Social-distancing, new-normal, unprecedented times, the bubble, flatten the curve, super-spreader. This pandemic has brought about a plethora of words and phrases that seem to be infecting our vocabulary. Now we have one for the current economic situation. Canada’s first “she-session”.

That is the term coined by Armine Yalnizyan, a fellow with the Atkinson Foundation who advises the Trudeau government on economic matters. The she-session. Everywhere we look — people are talking about how this pandemic has disproportionately affected women.

It is a cute term that encapsulates the disproportionate and devastating impact this pandemic has had on working mothers and highlights our existing failure as a society to support mothers in the workplace. A term so simple we may be distracted from the fact that if our path to economic recovery is not done right, our society may inadvertently edge ever closer to one of a dystopian fiction we love to binge watch. But at least we have something to call it, right?

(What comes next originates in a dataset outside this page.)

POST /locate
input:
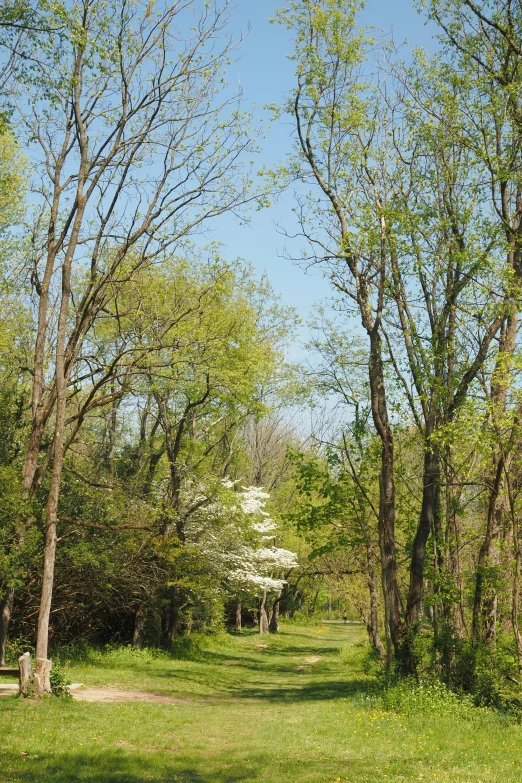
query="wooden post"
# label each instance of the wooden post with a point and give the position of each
(25, 673)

Canada has faced recessions before, when times are hard we pull through, a little scarred with lessons learned, but we do recover to full economic prosperity. This one is different. The 2008 recession was driven by a contraction in male-dominated industries such as manufacturing, with recovery fueled by an increase of women in the workforce and an uptake in the service, typically female dominated industries. When COVID hit in March 2020, restaurants, hotels, child care centres and small businesses, mostly female dominated sectors were the first to shut down. Eight months in, and it’s clear the road to recovery will be long and hard, with sadly many businesses, unlikely to recover at all.

The closure of schools and daycares during the initial lockdown period created increased stress for all working parents. But as much as we liked the illusion of an equitable society, the pressure to balance work, home, childcare and homeschooling undoubtedly heavier on working mothers than working fathers. Even the families who were convinced that their relationships were truly balanced prior to March 2020, found themselves in battles over whose meeting was more important, who is spending more time with the kids, whose job was more demanding, and financially secure. I know, I was one of those families.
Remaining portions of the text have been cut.